Designing information-dense promoters by packing overlapping binding sites

Promoters control when and how genes are transcribed. In simple constitutive expression, RNA polymerase activity is mostly set by basal promoter strength. In regulated expression, multiple transcription factors shape initiation through their binding, activity, and effective occupancy, often in a condition-dependent way.

How do you design that kind of regulatory complexity from scratch, especially when binding sites can overlap and compete within a short sequence?

I helped develop dense-arrays, an in silico approach that frames this as a nucleotide string-packing problem. The method packs many DNA–protein binding sites into compact, contiguous arrays by reducing the search to an optimization problem solved with integer linear programming, which makes it practical to generate either diverse libraries or focused constructs without hand-tuning each architecture.

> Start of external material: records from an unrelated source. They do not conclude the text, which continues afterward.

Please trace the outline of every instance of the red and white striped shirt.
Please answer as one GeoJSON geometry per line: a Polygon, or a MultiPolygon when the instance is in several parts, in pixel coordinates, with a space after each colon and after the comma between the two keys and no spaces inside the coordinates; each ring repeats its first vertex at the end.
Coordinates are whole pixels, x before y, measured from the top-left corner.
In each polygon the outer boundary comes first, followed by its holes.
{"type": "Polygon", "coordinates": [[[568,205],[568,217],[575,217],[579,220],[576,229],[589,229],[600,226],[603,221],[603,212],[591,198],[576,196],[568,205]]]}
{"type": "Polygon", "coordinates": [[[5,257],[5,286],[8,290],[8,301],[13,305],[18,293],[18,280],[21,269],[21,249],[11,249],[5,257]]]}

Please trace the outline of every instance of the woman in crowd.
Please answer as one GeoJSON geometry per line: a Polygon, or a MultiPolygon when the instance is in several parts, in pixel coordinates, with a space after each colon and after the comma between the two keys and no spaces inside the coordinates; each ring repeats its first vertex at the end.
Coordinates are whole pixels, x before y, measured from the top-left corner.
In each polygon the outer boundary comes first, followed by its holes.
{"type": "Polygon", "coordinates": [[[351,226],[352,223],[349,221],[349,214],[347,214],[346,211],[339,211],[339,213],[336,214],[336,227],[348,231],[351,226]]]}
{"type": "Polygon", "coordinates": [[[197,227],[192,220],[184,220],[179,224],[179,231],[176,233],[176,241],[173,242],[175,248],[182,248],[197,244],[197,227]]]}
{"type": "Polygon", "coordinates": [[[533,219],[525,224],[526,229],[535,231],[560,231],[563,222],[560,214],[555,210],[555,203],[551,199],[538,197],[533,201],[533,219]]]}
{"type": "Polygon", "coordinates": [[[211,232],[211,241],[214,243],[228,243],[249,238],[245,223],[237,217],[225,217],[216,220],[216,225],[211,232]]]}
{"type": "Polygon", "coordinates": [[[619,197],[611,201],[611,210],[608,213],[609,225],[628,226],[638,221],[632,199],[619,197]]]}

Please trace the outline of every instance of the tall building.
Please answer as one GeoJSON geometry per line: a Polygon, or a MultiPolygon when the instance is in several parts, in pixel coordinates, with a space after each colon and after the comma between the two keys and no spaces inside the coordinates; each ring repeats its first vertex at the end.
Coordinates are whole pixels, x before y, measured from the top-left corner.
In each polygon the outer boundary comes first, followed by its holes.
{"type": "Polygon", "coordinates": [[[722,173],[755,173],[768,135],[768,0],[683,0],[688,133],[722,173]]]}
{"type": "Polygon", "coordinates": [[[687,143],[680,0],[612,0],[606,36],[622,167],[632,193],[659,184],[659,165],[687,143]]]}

The schematic below explains the generic string-packing principle: many binding sites can be arranged inside a short sequence by treating sequence composition as a constrained graph traversal problem rather than a manual layout exercise.

The DenseGen showcase then shows this principle as an inspectable generation run, with constrained sequence construction and diagnostics that make trajectory and quality tradeoffs visible.

We then extended the same solver with additional constraints to generate bacterial promoter-like sequences, including fixed-position elements and spacing rules, so the packed arrays could be used directly in promoter design workflows.